Last night I just cried and cried like a moron. It’s all too much sometimes.
So now it’s all building up and I’m getting close (yet again) to deciding to hide away. I don’t want to speak to anyone. I don’t want to see anyone. I feel disgusting physically, I feel like an idiot when communicating with people. I just want to hide away in a tiny hole and never see anyone ever again. One of my bezzies is hosting a dinner party tonight, but I can’t go because they’ll be dinner and people and I’ll be expected to talk so people will physically hear me and I’ll say things that make people judge me and they’ll see me and know I’m disgusting and I’m not good enough for them.

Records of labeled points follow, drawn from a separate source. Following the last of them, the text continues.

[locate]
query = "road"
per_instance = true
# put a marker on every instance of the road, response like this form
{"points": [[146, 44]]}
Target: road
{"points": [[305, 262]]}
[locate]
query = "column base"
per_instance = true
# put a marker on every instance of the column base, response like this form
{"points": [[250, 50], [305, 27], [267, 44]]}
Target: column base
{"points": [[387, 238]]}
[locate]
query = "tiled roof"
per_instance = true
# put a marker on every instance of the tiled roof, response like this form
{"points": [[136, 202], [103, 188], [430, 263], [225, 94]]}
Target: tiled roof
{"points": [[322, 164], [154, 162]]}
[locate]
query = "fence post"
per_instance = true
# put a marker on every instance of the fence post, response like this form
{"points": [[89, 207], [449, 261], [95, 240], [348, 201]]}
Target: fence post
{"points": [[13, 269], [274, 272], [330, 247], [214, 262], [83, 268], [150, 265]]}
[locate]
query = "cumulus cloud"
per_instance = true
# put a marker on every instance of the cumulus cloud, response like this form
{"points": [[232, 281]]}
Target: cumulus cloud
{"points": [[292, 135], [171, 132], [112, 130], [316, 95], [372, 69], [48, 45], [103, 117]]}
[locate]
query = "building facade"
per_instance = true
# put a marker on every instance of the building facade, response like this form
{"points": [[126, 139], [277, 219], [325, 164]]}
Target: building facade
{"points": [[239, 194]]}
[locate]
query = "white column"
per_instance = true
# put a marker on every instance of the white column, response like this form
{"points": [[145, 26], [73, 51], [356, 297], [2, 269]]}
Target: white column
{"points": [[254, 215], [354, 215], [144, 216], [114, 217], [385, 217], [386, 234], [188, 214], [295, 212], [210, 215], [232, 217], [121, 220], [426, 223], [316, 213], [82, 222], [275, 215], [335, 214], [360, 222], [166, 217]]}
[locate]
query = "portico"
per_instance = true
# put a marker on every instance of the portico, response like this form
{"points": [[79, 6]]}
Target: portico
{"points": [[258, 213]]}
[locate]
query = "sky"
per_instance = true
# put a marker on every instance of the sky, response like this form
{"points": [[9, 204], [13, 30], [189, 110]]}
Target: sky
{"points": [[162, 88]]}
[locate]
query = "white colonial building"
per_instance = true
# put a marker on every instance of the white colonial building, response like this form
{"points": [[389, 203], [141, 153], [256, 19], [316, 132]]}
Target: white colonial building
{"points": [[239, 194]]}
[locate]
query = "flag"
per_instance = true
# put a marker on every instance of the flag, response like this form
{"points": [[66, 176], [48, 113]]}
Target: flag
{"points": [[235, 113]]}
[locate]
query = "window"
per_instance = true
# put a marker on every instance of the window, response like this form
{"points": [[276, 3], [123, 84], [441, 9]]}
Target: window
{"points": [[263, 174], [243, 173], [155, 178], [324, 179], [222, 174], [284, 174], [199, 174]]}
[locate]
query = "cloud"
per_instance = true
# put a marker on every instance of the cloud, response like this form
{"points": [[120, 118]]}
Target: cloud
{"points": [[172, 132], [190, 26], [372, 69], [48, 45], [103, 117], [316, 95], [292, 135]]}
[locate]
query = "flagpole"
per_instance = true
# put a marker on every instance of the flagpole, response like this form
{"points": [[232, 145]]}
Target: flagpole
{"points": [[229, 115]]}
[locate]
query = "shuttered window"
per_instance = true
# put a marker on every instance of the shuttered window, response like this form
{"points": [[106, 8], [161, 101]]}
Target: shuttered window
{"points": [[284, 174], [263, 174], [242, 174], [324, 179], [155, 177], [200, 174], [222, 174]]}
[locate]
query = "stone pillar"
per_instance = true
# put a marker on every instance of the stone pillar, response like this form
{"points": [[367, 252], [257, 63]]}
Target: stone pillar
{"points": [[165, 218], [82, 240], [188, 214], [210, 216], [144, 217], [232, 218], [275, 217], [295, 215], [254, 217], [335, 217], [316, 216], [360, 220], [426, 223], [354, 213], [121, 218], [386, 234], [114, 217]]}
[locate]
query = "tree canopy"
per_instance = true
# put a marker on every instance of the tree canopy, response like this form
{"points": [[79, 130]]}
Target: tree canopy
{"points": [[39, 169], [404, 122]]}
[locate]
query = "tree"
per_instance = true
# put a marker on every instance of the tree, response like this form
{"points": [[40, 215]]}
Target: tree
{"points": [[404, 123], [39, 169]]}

So tonight, I’m going to sit at home and probably have a rubbish time, but I just can’t be around people who are so much better than I am. I can’t continually put myself in situations where I feel like the perpetual other. I’m never the fun one or the pretty one or the interesting one or anything. I’m the other one. I’m the friend of the good ones, never the good one itself. And I don’t want to be that right now. Sometimes I think it’s better to stay out of people’s way and let them get on with being better than me without bringing them down.
All the things the psychologist wants me to work on definitely still need more work. I still think it’s better now than it was before, but I don’t think this is actually all ok now.